I asked how they see the WP3 indexing engine contributing to the EPFL framework. The answer was even less convincing, and amounts to ``it doesn't matter, we'll find a way to wedge it in somewhere around the edges''.
[Later:] Unbelievable. Just unbelievable.
Tenatative conclusion for the demo in March: we should just demonstrate Zebra's ability to quickly index and search large collections of documents. Most usefully, these will be documents generated by the NLP, including linguistic markup from WP5 and document probability measures from WP2. We should let EPFL do their own demonstration.

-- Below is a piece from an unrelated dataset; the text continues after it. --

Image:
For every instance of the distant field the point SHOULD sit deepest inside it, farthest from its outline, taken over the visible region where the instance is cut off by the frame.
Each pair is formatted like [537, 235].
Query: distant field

The WP7->WP5/6->WP2 pipeline that produces enriched XML is considered to be atomic. Then what happens to the XML that's produced? It can be passed into either one of two competing P2P networks. One of them uses a single distributed index, implemented by WP4's P2P techniques. The other uses a P2P network of autonomous nodes implemented by WP3, trickling queries between them. Both of these networks can also be queried using the same protocol - probably a simple HTTP GET query. Then:
This means that the project is doing valuable competitive research, that it can investigate the interactions between different P2P approaches. It also gives Alvis a backup plan, so that if either P2P approach turns out to perform unsatisfactorily, the success of the other would constitute the success of the project.
Here is a photo of the illustration that I drew on the blackboard.
Not really relevant to us.
Martin presents an elaboration of the architecture diagram that I presented yesterday. It's ... complicated. But I think it's all presentational complexity deriving from an academic perspectic, rather than intrinsic complexity that we have to actually implement.
We still owe Mikko a Form C and an Audit Certificate.